Ingredienti x 6 persone:

  • olio extravergine di frantoio
  • fagioli scritti o borlotti freschi 700gr, secchi 300gr
  • cavolo nero 1 Kg
  • radicchio 200gr
  • patate 700gr
  • 3 zucchini
  • una cipolla
  • un pomodoro maturo
  • 3 carote
  • una costola di sedano
  • popolino un pizzico
  • semi di finocchio un cucchiaino
  • un aglio
  • sale e pepe q.b.


Lessate i fagioli e passateli, conservandone interi 3 cucchiaiate. In una pentola piuttosto grande mettete a rosolare in 10 cucchiai d’olio, un battuto di cipolla, sedano e carota; poco dopo aggiungete i fagioli passati e il loro brodo di cottura. Appena spicca il bollore unite tutte le verdure tagliuzzate fini. Aromatizzate con i semi di finocchio e il popolino. Lasciate cuocere per ¾ d’ora (aggiungere poca acqua se occorre) tenendo presente che la zuppa dovrà risultare piuttosto densa. Poco prima di togliere dal fuoco mettete dentro anche i fagioli interi. Tagliate a fette il pane, abbrustolitelo leggermente e agliatelo. Mettete le fette sul fondo di una zuppiera e irroratele con l’olio, poi versate sopra la metà della zuppa, procedete a strati fino ad esaurimento della zuppa, ma sempre ricordandosi di irrorare con l’olio.

 

Curiosità
Nonostante i numerosi ingredienti la zuppa di Dante si basa sull’olio, infatti è anche chiamata frantoiana.

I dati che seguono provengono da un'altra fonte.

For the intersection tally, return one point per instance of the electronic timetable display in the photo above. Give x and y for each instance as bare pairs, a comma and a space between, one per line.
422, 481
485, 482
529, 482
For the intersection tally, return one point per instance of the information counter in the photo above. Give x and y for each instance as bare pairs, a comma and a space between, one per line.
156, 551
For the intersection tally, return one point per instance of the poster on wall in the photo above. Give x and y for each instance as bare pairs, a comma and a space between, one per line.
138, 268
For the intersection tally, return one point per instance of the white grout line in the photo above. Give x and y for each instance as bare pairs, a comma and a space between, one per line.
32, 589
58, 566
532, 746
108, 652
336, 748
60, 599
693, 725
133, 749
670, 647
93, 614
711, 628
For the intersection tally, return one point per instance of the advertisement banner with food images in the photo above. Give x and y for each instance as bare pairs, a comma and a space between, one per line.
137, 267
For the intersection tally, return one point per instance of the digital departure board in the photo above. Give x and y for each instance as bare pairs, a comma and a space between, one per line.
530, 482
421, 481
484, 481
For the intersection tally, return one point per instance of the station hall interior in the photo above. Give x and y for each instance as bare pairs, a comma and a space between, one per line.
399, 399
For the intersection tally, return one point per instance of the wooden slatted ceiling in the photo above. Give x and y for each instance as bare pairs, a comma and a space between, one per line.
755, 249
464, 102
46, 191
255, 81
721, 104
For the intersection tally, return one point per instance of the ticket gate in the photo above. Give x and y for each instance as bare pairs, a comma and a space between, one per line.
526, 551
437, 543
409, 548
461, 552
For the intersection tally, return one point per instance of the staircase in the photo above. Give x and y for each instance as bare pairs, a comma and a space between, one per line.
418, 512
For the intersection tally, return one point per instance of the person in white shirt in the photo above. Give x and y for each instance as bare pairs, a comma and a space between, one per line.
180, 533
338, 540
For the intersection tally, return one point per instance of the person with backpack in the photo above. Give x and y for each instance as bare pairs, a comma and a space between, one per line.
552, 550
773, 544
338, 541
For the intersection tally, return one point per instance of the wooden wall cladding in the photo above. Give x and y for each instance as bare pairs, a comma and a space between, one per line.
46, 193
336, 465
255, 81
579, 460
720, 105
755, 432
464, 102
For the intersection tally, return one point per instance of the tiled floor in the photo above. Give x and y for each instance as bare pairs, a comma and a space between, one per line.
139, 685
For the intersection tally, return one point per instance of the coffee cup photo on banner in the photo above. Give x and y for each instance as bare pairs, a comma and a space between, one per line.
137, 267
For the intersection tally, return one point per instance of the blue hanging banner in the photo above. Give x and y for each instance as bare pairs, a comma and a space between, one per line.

Ma perché di Dante? Pare, ma non è certo, che l’Alighieri solesse andare a desinare in una botteguccia in via dei Legnaioli (oggi via Tornabuoni) rinomata appunto per la zuppa frantoiana. Quando divenne il “ghibellin fuggiasco” oltre a portare seco gli effetti personali, portò anche la ricetta di questa zuppa, quasi fosse una cosa preziosa. Da allora nella zona del ravennate si consuma una zuppa che presenta gli stessi ingredienti, ma che viene chiamata “zuppa spremuta” a causa dell’olio di prima spremitura che viene usato.